From looking at the Leading Indicators I can see why there were intraday negative divergences and why the market has pulled back a bit intraday as the signals suggested in the last market update, however I can also see that the bigger picture indications that are part of this volatility shakeout/upside move that I believe we have been seeing the market prepare for since Friday afternoon, are still in place and there really hasn't been any damage done as far as that goes.

This is why I warn against getting TOO caught up in intraday trade or even day to day as you can rarely see the bigger picture unfolding right in front of you. 3C helps us determine what days like today mean for the market, for me based on what I've seen (evidence) the probabilities and signals suggested today's weakness was a gift I should take advantage of and I did in several areas. While the volatility of a range is near impossible to predict, it's the concept of the range or the process of a reversal. I don't think anyone could foresee the Market Watch article about the F_O_M_C's policy decision tomorrow and the ramping effect it would have on the market, however somehow that ramp had to be halted if there were to be continued positive divergences and I don't think we could have predicted the timing of Moody's yesterday (although I think it's not a surprise) nor could we predict how much the futures could be moved in low volume overnight trade, but the concepts still hold and as mentioned several expectations continue to unfold.

Now for the update.

 FCT which was brought to me by a member has been an interesting leading indicator, on a short term basis it went negative at last week's top with 3C, but it is also going positive as the PX pulls back from last week's top.

 Yields shows one reason we most likely saw an intraday negative divergence in the last market update as you can see they diverge with the SPX.

 Bigger picture on a 15 min chart though and we see the negatives at the last two top areas and a positive divergence going in to last week's top area and a continued leading positive divergence in Yields, these act like a magnet for the market so the bigger picture for the shakeout bounce/rally is still very much intact.

 The $AUD intraday is in line with the SPX.

 On a longer basis it went negative at the second top in this congestion area ann went positive before last week's top and remains in a positive divergence.

 The Euro is a better confirmation indicator and intraday it was not confirming around the time the negative 3C intraday divergences formed.

 Longer term the Euro was negative at the second top-not confirming, went positive at the lows before last week's top and remain in a positive area vs the SPX.

 High Yield Corp. Credit (HYG) is following the SPX intraday.

 Bigger picture it was negative at the second top of the 3, positive in to the lows before last week's top and still in a very positive divergence with the SPX.
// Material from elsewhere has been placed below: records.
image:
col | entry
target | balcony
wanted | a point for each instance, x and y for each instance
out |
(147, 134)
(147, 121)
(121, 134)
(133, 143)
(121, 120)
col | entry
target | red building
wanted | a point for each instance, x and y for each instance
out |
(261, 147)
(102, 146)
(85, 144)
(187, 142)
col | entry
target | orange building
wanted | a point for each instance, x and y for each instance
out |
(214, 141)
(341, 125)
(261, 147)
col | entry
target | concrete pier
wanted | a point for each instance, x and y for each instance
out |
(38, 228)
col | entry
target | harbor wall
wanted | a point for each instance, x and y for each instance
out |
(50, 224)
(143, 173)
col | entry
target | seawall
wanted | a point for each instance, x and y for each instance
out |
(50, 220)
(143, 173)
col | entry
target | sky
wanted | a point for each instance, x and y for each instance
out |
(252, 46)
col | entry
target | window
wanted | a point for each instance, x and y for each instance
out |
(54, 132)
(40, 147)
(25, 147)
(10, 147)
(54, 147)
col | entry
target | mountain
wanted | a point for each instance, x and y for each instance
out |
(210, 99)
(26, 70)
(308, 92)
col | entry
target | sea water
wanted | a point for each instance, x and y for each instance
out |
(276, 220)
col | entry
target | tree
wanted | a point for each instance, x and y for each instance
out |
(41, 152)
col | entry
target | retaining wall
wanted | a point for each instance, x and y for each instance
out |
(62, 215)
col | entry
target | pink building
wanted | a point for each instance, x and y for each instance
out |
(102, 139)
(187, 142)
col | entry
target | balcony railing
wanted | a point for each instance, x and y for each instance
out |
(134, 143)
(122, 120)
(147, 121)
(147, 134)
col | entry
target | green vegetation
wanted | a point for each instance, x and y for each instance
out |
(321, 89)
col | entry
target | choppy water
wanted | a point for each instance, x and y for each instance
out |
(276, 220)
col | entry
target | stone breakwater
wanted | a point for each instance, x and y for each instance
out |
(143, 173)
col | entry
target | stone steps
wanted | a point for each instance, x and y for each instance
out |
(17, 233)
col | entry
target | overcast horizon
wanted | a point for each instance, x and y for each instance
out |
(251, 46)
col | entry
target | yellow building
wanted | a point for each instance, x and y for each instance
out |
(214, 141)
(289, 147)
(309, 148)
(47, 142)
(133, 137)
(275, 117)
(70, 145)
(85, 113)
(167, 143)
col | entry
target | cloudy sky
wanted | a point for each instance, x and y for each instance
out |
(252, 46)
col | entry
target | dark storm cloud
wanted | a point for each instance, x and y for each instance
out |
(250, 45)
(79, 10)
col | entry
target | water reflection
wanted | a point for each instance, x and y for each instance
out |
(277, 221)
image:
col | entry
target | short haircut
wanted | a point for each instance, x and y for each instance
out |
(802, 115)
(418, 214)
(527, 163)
 High Yield Junk Credit is showing the same signals.

Sector rotation...
Just as suspected last Friday and the reason I held off on entering any financials, Financials in green at the bottom are rotating out as we saw start yesterday and Tech in, however we are now close to the point in which we may see that rotation start to reverse with Financials basically near the trough of the wave form of rotation.

Also interesting, Discretionary is performing much better than market price action alone would suggest, so are Industrials. Basic Materials which is loaded with momentum stocks was hit pretty hard today as was Energy, Energy is another that may be so low in the rotational scheme of things that it is near the bottom and ready to start rotating back in.

Alo interesting, Staples, Healthcare and Utilities, the Defensive Sectors or Flight to Safety Trade did not see very significant rotation on today's market action, really barely budged from yesterday, that is interesting and you don't see it often. My guess would be Flight to safety sectors including Treasuries (I do need to check them) are seeing cash flow rotate out of them and in to more risk on sectors.